Die Kostenfreiheit für das Schulessen wirft aber noch eine weitere Frage auf, nämlich die, wie künftig verhindert werden soll, dass vermehrt Essen weggeworfen wird - nach dem Motto: Was nichts kostet, ist nichts wert. Aus den ersten Schulen ist bereits diese Befürchtung zu hören. "Eltern werden das Essen dann einfach für alle Fälle bestellen, auch wenn ihr Kind nur selten in der Schule essen wird", heißt es. Astrid-Sabine Busse vom Interessenverband Berliner Schulleiter hält diese Befürchtung für unbegründet, weil ja es weiterhin eine tägliche Essenabfrage geben werde, um den Bedarf zu ermitteln: "Essen vernichten? Das darf auf keinen Fall passieren", steht für die Leiterin der Grundschule an der Köllnischen Heide fest.

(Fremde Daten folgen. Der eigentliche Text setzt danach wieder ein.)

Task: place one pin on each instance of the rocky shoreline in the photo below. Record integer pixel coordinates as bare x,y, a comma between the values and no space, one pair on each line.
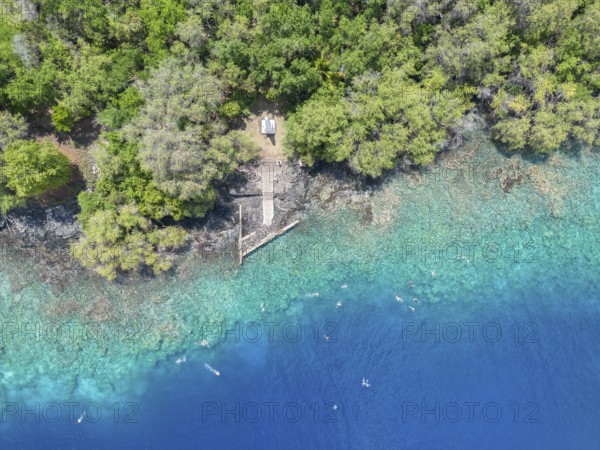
42,233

FDP: "Der zweite Schritt vor dem ersten"

Die rot-rot-grüne Koalition mache "wieder den zweiten vor dem ersten Schritt", kommentierte FDP-Bildungspolitiker Paul Fresdorf die Einführung des kostenlosen Schulessens. Leider seien nicht einmal alle Berliner Schulen mit einer Mensa ausgestattet: "Statt schlechtes Essen an die Kinder zu verschenken, sollte hier erst einmal in das richtige Equipment und Inventar investiert werden", fordert der Abgeordnete.